This post really has little to do with The Social Atom, but I've had no time to blog anything today, as I've been occupied with a last-minute article on some recent physics research. Physicists are getting ever closer to building material systems that will coax photons, the quantum particles of light, to interact with one another. Ordinarily, that never happens; flashlight beams, for example, just pass through one another. But it turns out that with some really tricky quantum optics, it should be possible to effect (which quantum theory says is possible).
You may ask -- why even try? I'll get to that.
The bizarre things researchers are developing to achieve this illustrate the way science leads in directions that no one could possibly imagine beforehand; truth really is stranger than fiction. One prominent proposal, for example, involves lasers illuminating thin films of diamond, within which specially-chosen atoms have been embedded amidst a precise pattern of tiny, drilled microholes. Without getting into the details, the quantum physics of this weird system leads is an array of cavities which can trap single photons. With the cavities arranged in precise geometric arrays, the photons in neighboring cavities will interact fairly strongly with one another, and so what you get is a system akin to a collection of interacting photons. It hasn't been done yet in the lab, but the principles are so well understood that it almost certainly will be done in a few years.
Now back to the why. Why do this? There are a couple of reasons, besides it's being just good fun and a challenge leading to new physics (which I think is probably the most important reason, by the way). First, there's good reason for expecting that interacting photons would be exceedingly useful for doing quantum information processing; i.e. as parts of quantum computers. But well before that, physicists also expect they'll be able to use these photon systems as "quantum simulators" to do virtual experiments mimicking just about any kind of particle system you like.

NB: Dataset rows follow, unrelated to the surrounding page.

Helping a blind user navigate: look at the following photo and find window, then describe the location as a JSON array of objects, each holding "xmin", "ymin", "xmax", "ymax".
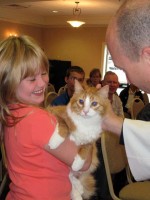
[{"xmin": 103, "ymin": 45, "xmax": 127, "ymax": 94}]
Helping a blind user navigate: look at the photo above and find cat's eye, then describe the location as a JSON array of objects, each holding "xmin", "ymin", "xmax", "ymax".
[
  {"xmin": 92, "ymin": 101, "xmax": 98, "ymax": 107},
  {"xmin": 79, "ymin": 99, "xmax": 84, "ymax": 105}
]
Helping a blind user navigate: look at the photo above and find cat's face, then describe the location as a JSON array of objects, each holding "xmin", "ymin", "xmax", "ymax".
[{"xmin": 70, "ymin": 81, "xmax": 109, "ymax": 117}]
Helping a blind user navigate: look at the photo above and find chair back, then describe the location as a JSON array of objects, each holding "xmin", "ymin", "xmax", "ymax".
[
  {"xmin": 131, "ymin": 97, "xmax": 145, "ymax": 119},
  {"xmin": 44, "ymin": 92, "xmax": 58, "ymax": 108},
  {"xmin": 0, "ymin": 142, "xmax": 9, "ymax": 199},
  {"xmin": 101, "ymin": 132, "xmax": 127, "ymax": 200},
  {"xmin": 101, "ymin": 132, "xmax": 150, "ymax": 200},
  {"xmin": 58, "ymin": 85, "xmax": 67, "ymax": 96},
  {"xmin": 143, "ymin": 92, "xmax": 149, "ymax": 105},
  {"xmin": 101, "ymin": 132, "xmax": 127, "ymax": 174}
]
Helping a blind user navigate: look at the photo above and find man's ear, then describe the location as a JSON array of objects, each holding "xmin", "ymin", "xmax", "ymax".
[{"xmin": 141, "ymin": 47, "xmax": 150, "ymax": 64}]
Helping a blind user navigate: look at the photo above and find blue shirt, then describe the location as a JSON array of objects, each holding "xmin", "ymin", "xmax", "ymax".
[{"xmin": 51, "ymin": 91, "xmax": 70, "ymax": 106}]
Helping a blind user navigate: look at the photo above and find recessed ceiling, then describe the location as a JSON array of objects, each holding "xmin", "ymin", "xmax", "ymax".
[{"xmin": 0, "ymin": 0, "xmax": 124, "ymax": 27}]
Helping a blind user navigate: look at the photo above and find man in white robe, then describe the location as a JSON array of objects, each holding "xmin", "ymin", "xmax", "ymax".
[{"xmin": 103, "ymin": 0, "xmax": 150, "ymax": 180}]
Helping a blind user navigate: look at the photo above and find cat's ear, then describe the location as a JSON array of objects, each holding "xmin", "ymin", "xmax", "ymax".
[
  {"xmin": 99, "ymin": 85, "xmax": 109, "ymax": 98},
  {"xmin": 96, "ymin": 83, "xmax": 102, "ymax": 89},
  {"xmin": 74, "ymin": 80, "xmax": 84, "ymax": 93}
]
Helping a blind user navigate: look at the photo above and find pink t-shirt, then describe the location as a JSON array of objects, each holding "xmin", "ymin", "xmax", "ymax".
[{"xmin": 4, "ymin": 106, "xmax": 71, "ymax": 200}]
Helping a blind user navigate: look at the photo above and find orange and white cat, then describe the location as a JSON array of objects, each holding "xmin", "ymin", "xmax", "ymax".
[{"xmin": 47, "ymin": 81, "xmax": 109, "ymax": 200}]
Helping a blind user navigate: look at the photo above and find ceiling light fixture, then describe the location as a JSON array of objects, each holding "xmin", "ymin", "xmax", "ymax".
[{"xmin": 67, "ymin": 1, "xmax": 85, "ymax": 28}]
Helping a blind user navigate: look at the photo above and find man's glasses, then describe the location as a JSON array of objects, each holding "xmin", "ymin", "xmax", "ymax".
[{"xmin": 69, "ymin": 76, "xmax": 84, "ymax": 82}]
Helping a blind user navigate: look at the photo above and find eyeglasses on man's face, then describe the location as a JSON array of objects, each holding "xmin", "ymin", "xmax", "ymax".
[{"xmin": 69, "ymin": 76, "xmax": 84, "ymax": 83}]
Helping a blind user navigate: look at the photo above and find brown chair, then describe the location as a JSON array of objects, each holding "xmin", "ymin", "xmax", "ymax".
[
  {"xmin": 44, "ymin": 92, "xmax": 58, "ymax": 108},
  {"xmin": 131, "ymin": 97, "xmax": 145, "ymax": 119},
  {"xmin": 101, "ymin": 132, "xmax": 150, "ymax": 200},
  {"xmin": 0, "ymin": 142, "xmax": 9, "ymax": 199},
  {"xmin": 143, "ymin": 92, "xmax": 149, "ymax": 105}
]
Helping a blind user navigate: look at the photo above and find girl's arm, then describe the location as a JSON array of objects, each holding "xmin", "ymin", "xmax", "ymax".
[{"xmin": 45, "ymin": 138, "xmax": 92, "ymax": 170}]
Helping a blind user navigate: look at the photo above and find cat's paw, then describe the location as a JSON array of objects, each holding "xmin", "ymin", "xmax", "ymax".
[
  {"xmin": 71, "ymin": 154, "xmax": 85, "ymax": 171},
  {"xmin": 48, "ymin": 124, "xmax": 65, "ymax": 149}
]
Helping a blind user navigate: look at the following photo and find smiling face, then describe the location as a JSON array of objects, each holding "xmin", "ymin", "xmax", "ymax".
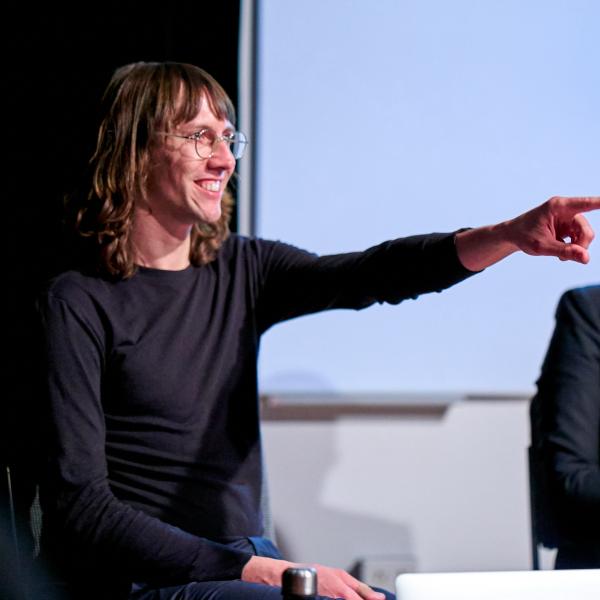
[{"xmin": 141, "ymin": 99, "xmax": 235, "ymax": 234}]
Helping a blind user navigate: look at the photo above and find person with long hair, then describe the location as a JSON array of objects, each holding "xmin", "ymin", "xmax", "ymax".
[{"xmin": 39, "ymin": 63, "xmax": 600, "ymax": 600}]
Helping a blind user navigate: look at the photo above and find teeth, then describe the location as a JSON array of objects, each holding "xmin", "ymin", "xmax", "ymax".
[{"xmin": 200, "ymin": 181, "xmax": 221, "ymax": 192}]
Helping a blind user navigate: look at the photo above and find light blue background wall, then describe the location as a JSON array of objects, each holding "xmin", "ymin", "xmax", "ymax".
[{"xmin": 256, "ymin": 0, "xmax": 600, "ymax": 393}]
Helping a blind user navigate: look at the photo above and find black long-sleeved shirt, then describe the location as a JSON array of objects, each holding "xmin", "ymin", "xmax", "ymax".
[
  {"xmin": 40, "ymin": 234, "xmax": 472, "ymax": 585},
  {"xmin": 531, "ymin": 285, "xmax": 600, "ymax": 547}
]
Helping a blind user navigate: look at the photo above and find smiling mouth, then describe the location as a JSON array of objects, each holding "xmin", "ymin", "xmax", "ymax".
[{"xmin": 200, "ymin": 180, "xmax": 221, "ymax": 192}]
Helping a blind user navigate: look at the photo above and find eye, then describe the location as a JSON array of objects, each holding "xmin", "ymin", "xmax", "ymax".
[{"xmin": 192, "ymin": 129, "xmax": 216, "ymax": 146}]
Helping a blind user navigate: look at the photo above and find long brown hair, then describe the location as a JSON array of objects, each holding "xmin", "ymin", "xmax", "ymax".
[{"xmin": 75, "ymin": 62, "xmax": 235, "ymax": 278}]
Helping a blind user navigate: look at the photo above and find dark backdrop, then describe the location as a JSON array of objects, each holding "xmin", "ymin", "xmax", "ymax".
[{"xmin": 0, "ymin": 0, "xmax": 240, "ymax": 502}]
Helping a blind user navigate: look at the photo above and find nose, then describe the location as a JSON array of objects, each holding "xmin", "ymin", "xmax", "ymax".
[{"xmin": 208, "ymin": 137, "xmax": 235, "ymax": 170}]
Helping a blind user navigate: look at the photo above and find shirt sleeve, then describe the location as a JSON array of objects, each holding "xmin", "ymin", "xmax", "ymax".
[
  {"xmin": 534, "ymin": 287, "xmax": 600, "ymax": 531},
  {"xmin": 253, "ymin": 233, "xmax": 474, "ymax": 331},
  {"xmin": 39, "ymin": 293, "xmax": 251, "ymax": 585}
]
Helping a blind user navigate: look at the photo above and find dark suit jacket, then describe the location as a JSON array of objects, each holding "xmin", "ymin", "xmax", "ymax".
[{"xmin": 531, "ymin": 285, "xmax": 600, "ymax": 567}]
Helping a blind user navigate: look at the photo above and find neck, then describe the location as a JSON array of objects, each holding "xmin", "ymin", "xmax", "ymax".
[{"xmin": 131, "ymin": 211, "xmax": 192, "ymax": 271}]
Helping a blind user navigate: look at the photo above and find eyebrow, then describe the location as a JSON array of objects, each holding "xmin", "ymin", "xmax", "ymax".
[{"xmin": 183, "ymin": 123, "xmax": 235, "ymax": 132}]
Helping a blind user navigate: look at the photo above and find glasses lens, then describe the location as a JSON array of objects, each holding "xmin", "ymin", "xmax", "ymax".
[{"xmin": 196, "ymin": 129, "xmax": 216, "ymax": 158}]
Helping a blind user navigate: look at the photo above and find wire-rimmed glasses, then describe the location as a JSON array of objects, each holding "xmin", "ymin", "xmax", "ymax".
[{"xmin": 164, "ymin": 129, "xmax": 248, "ymax": 160}]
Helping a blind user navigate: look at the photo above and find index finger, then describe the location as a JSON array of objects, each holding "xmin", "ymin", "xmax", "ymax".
[{"xmin": 556, "ymin": 196, "xmax": 600, "ymax": 214}]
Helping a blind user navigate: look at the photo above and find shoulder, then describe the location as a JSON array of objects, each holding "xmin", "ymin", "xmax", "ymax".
[
  {"xmin": 557, "ymin": 285, "xmax": 600, "ymax": 327},
  {"xmin": 37, "ymin": 270, "xmax": 119, "ymax": 322},
  {"xmin": 217, "ymin": 234, "xmax": 316, "ymax": 265}
]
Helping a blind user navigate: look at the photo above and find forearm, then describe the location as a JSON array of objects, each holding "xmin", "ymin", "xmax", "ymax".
[{"xmin": 456, "ymin": 221, "xmax": 519, "ymax": 271}]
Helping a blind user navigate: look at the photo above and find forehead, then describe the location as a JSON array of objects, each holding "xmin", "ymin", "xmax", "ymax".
[{"xmin": 173, "ymin": 95, "xmax": 233, "ymax": 130}]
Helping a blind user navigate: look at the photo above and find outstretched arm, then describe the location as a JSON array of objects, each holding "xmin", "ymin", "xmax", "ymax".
[{"xmin": 456, "ymin": 196, "xmax": 600, "ymax": 271}]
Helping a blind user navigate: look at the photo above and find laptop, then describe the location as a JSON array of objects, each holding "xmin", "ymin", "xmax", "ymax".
[{"xmin": 396, "ymin": 569, "xmax": 600, "ymax": 600}]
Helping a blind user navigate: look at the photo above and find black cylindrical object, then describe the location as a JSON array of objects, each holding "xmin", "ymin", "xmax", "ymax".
[{"xmin": 281, "ymin": 567, "xmax": 317, "ymax": 600}]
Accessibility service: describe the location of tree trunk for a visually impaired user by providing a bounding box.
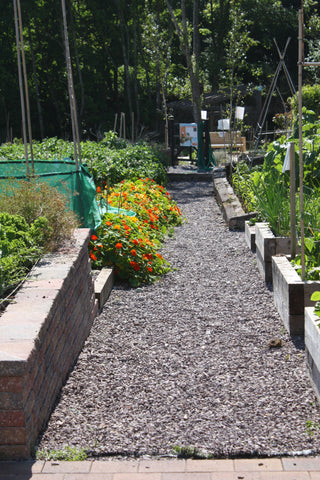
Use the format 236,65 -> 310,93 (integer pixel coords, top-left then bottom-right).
166,0 -> 201,123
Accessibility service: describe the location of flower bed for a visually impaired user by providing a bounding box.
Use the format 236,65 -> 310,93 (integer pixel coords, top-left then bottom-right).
0,229 -> 97,459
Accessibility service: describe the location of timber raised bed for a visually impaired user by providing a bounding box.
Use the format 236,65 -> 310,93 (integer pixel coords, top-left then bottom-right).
272,256 -> 320,335
0,229 -> 107,460
255,222 -> 291,283
305,307 -> 320,401
213,178 -> 256,231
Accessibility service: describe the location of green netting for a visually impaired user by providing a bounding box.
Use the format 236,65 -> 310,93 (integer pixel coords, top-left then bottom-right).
0,159 -> 101,230
197,121 -> 217,171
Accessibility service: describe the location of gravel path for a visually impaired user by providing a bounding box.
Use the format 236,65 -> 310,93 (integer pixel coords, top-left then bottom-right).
39,182 -> 320,456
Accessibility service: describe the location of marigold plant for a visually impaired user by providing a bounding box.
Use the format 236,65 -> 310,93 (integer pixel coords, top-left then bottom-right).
90,179 -> 182,286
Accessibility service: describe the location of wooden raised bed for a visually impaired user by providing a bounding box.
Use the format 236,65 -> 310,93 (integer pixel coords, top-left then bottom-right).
213,178 -> 256,231
255,222 -> 291,283
305,307 -> 320,401
272,256 -> 320,335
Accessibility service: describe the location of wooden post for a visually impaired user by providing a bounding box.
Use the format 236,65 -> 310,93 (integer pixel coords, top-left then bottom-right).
298,9 -> 306,281
131,112 -> 134,143
289,142 -> 296,260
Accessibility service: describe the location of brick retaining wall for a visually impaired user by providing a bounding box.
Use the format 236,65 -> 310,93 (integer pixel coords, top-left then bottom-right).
0,229 -> 97,460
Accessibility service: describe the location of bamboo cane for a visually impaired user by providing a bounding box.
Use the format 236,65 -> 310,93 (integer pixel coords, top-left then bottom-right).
16,0 -> 34,174
13,0 -> 30,177
61,0 -> 80,170
290,142 -> 296,260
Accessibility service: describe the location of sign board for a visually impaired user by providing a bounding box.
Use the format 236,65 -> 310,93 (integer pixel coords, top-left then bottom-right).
179,123 -> 198,147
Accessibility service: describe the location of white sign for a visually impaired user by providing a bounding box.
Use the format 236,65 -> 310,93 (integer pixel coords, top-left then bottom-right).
218,118 -> 230,130
235,107 -> 244,120
179,123 -> 198,147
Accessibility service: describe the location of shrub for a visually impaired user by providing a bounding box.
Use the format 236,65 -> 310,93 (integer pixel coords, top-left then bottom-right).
0,178 -> 78,251
0,213 -> 52,296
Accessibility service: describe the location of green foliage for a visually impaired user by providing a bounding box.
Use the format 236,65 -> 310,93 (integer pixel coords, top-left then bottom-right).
0,136 -> 167,186
289,84 -> 320,118
89,179 -> 182,287
0,178 -> 78,251
36,445 -> 88,462
0,213 -> 52,297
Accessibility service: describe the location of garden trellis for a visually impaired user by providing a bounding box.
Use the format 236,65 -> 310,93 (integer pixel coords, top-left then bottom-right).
13,0 -> 81,172
298,0 -> 320,281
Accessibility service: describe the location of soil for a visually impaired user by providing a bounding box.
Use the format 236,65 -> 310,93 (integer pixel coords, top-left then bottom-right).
39,182 -> 320,458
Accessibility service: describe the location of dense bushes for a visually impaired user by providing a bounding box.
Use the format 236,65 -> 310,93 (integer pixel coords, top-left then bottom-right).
0,132 -> 166,186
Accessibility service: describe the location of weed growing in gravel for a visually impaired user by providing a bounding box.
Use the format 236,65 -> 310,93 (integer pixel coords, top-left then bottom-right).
172,445 -> 213,459
36,445 -> 88,462
306,420 -> 320,437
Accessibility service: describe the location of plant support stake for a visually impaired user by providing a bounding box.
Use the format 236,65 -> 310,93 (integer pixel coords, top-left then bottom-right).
298,9 -> 306,282
290,142 -> 296,260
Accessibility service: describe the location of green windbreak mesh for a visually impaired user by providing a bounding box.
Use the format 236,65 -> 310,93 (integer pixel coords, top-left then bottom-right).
0,159 -> 101,230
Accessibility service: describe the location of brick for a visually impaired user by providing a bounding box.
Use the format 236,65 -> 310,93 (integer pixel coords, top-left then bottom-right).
0,410 -> 24,427
162,472 -> 211,480
0,427 -> 26,445
282,457 -> 320,472
113,473 -> 161,480
0,376 -> 23,393
0,445 -> 30,460
234,458 -> 282,472
0,392 -> 23,410
186,460 -> 234,472
64,473 -> 113,480
211,472 -> 258,480
260,472 -> 310,480
0,460 -> 44,478
91,460 -> 139,474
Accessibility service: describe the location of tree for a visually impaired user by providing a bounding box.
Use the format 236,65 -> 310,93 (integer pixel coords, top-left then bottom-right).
166,0 -> 201,123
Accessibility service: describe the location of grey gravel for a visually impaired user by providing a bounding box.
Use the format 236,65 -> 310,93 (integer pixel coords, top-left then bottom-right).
39,182 -> 320,457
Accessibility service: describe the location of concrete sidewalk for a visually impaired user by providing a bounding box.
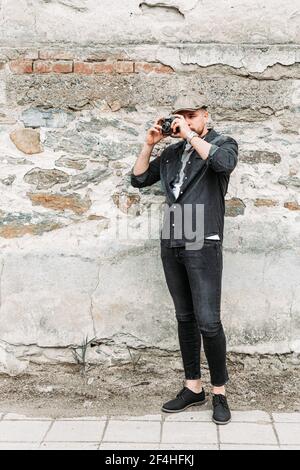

When we think of simulation we ordinarily think of simulation by computer; but if you think about it, simulation really has nothing to do with computers. It really means using something that is simpler or faster or easier to use to study the behavior of something else, under conditions when you have confidence that the two things should work similarly, so you can learn about the one from the other. Theorists have shown that interacting photon systems could be tuned to dial up just about any physics you like -- any details about the interactions between particles -- and so could be used to do virtual experiments for all kinds of hypotheticl materials, even ones that don't exist.
Curiously, I just came across a review in Nature, written by my former colleague Phil Ball, of two new books on simulation in the social sciences. As the review notes,
..these two books are part of an important trend in the social sciences. Both argue for the value of agent-based modelling (ABM) in social science. This approach involves "growing societies from the bottom up", as Epstein has put it, rather than devising analytically airtight theorems from first principles that are tractable but transparently wrong in what they assume and imply about human behaviour.
The aim of ABM is to study whether the macroscopic patterns or regularities that we observe in society, such as price equilibria or the appearance of behavioural norms, can be generated from decentralized, local interactions between collections of agents.... Agent-based models may not describe reality, but they can show how interaction and nonlinearity produce social outcomes that could not be predicted simply by inspecting the behavioural rules.
Of course, all this is simulation, in this case using computers, which help us go beyond what our human brains can foresee in situations in which many factors begin working off one another. For the moment, quantum simulators are tuned specifically to atomic systems, and I'm not sure how far they might be generalized in the future. I can't imagine that quantum simulators in thin diamond films will ever be used to shed light on important social questions, by modeling social interactions, but then, who knows -- and why not?